Jean-Louis Chassaing / à propos du livre de Michael Gerard PLASTOW Sabina Spielrein, poésie et vérité
Sabina Spielrein and the poetry of psychpanalysis. Writing and the end of analysis
Sabina Spielrein, poésie et vérité. L’écriture et la fin de l’analyse. Editions ERES, 2021, série Essaim. Karnac Books, 2019. Image photogamme du film A Dangerous Method, David Cronenberg, 2011.
Sabina Spielrein n’est plus « entre Freud et Jung »[1], mais elle a « droit » à la lecture attentionnée et psychanalytique de ses textes, de ses écrits par notre collègue Michael Plastow. Une préface de Erik Porge annonce l’originalité de ce projet déjà publié en anglais il y a deux ans[2].
Plastow prend soin au début de son livre de remercier un nombre important de personnes, dont justement des traducteurs, traducteurs de son livre en anglais, de sa langue natale au français. Il fait référence également aux traducteurs de divers textes, dont ceux bien sûr de Sabina Spielrein.
Le livre des auteurs italiens, et son édition en langue française, relèvent les difficultés de travail d’archives : découverte « d’une documentation partielle à Genève, lettres de Sabina Spielrein à Jung et Freud, fragments de son journal, lettres de Freud et de Jung à Sabina » (Plastow note une certaine familiarité des auteurs avec Sabina Spielrein, notamment en l’appelant souvent par son prénom, d’une manière quelque peu possessive et irrespectueuse ou trop proche pour le moins.). Les héritiers de Jung n’ont pas autorisé des lettres écrites de Carl Gustav Jung à Sabina Spielrein. Michael Plastow fait montre d’une recherche précise et précieuse, comme nous l’avons dit, en diverse langues. Plus même : laissés de côté, mal étudiés, « beaucoup de textes critiques de Sabina Spielrein ne sont traduits ni en anglais ni en français […] cela m’a obligé à étudier l’allemand pour les déchiffrer, ce qui m’a confronté directement à la langue qu’elle emploie principalement dans ses écrits ».

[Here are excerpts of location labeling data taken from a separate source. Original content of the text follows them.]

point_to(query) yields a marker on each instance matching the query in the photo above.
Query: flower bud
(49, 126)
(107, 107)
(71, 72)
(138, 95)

C’est tout l’intérêt de ce livre de reprendre une relation avec cette psychanalyste à travers des documents en diverses langues, et M. Plastow utilise toutes ses connaissances et ses recherches pour donner un travail sans concession et surtout sans à priori sentimentalistes ou à l’emporte pièce concernant des affaires de cœur faciles, voire de sexe. Il s’agit en effet très clairement dès le départ de déconstruire certaines « études » par trop centrées sur la petite histoire érotico- sentimentale avec Jung et d’analyser les textes de Sabina Spielrein. De lire et d’analyser les écrits, en psychanalyste, ceci en rapport avec l’histoire « entière » de cette femme d’origine russe, et dont « un changement » selon Michael Plastow est arrivé lors du passage à l’écriture en langue allemande, sa langue d’adoption à elle, ceci dans le contexte du Burghölzli de Bleuler et de Jung. Il est beaucoup question de séparation dans cette histoire, séparation de la langue et du pays de sa famille, séparation d’avec Jung… séparation d’avec sa propre analyse avec lui. Il s’agit pour Michael Plastow « d’ouvrir un champ fertile de recherche sur le travail de Sabina Spielrein, de discerner ce qui parle à travers elle et ce qui est intimement lié à ce qu’elle est capable de transmettre à son insu par son écriture et son style. C’est ce que nous considérons comme une méthodologie proprement psychanalytique ».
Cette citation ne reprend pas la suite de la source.